Quando Dostoiévski ficou em segundo plano
Olho para a estante cheia de livros e sinto angústia, sim, angústia, como não sentir? Tantas e tantas obras e eu não li nem metade ainda.
Fico a olhar... Passo os olhos por cada fileira de livros, está uma bagunça, tipo a minha vida, tudo fora do lugar, mas não deixa de ser algo belo aos olhos uma fileira de livros fora do lugar, tudo certinho soa como algo falso, é como uma ilusão de controle e segurança sobre a própria vida, coisas de gente bem resolvida, prefiro assim bagunçado, pra eu lembrar sempre que a vida é um caos.

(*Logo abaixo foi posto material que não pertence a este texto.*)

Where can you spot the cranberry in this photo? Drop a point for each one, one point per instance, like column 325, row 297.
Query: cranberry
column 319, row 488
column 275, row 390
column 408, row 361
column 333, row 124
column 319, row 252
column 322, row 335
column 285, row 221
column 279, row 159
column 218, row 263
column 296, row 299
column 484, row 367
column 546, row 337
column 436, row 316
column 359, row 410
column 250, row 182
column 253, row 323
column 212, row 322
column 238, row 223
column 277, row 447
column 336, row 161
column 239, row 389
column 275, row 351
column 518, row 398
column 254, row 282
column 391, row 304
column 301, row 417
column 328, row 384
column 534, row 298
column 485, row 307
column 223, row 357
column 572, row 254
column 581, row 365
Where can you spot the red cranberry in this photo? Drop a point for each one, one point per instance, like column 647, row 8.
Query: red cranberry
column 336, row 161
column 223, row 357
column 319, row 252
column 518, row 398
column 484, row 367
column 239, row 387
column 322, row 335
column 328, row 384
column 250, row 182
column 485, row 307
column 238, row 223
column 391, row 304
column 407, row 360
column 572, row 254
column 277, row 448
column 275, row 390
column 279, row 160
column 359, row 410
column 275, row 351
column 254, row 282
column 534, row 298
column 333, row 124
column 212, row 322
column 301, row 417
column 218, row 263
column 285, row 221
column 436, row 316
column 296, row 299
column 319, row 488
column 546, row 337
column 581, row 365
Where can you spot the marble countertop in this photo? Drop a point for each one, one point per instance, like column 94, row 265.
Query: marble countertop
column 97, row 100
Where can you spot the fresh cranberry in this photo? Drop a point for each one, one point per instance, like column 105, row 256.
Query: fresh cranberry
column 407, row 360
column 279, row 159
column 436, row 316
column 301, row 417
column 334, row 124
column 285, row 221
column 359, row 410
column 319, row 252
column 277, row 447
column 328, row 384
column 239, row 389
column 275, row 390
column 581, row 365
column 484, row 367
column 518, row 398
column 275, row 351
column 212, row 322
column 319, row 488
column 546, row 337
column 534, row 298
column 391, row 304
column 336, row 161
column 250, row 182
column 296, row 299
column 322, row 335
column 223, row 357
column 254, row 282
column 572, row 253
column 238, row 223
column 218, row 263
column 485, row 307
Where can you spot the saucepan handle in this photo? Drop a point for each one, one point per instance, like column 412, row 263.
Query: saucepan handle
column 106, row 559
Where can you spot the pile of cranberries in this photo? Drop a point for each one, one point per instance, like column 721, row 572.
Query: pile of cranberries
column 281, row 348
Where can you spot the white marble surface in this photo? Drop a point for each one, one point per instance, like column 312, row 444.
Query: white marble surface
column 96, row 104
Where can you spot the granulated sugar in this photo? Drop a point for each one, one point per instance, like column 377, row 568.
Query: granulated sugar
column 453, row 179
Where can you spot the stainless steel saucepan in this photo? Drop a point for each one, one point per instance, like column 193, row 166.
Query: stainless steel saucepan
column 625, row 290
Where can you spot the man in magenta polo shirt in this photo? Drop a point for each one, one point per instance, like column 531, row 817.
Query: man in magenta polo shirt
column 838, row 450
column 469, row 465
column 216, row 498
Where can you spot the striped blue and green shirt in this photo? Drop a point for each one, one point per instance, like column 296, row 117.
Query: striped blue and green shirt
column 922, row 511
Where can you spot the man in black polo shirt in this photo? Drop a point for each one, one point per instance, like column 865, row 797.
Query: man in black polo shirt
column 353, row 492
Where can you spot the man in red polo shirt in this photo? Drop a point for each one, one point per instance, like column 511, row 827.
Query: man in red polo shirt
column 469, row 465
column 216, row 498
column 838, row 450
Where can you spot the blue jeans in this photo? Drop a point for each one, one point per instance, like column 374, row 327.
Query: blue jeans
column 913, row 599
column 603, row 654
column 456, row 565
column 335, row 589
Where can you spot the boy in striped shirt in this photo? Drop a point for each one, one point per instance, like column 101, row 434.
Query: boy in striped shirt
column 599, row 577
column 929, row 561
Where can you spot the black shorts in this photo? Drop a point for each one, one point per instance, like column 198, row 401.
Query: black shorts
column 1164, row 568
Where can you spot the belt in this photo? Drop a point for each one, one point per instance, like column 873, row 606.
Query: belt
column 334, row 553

Enquanto fico a olhar me encanto com a beleza da existência, naquelas imensas prateleiras não há morte, só há eternidade, cada escritor ali permanece vivo em cada página, porém sinto que meu olhar não é neutro, sei que procuro algo ali, mas sorrateiramente me descuido, tá foi um descuido proposital, preciso fingir que não sei, mas enfim, meus olhos encontram Dostoiévski, mas com todo o devido respeito, não é Dostoiévski que procuro, eu procuro ela, sim, ela também leu o livro, então delicadamente manuseio aquele livro e fico a imaginar aqueles lindos olhos que passaram ali, a cada página, tento sentir a leveza do seu toque, sei que seus dedos tocaram àquelas páginas também, e quando encontro suas marcações, é um momento de pausa, de ouvir o silêncio da sua interioridade que certamente ficou ali, é como se eu ouvisse a sua voz... Sinto um leve pulsar de alegria.
Fecho o livro. E fico somente com você.
Desculpa Dostoiévski! Ela tem o poder de direcionar a minha atenção. Juro que voltarei para uma leitura mais respeitosa.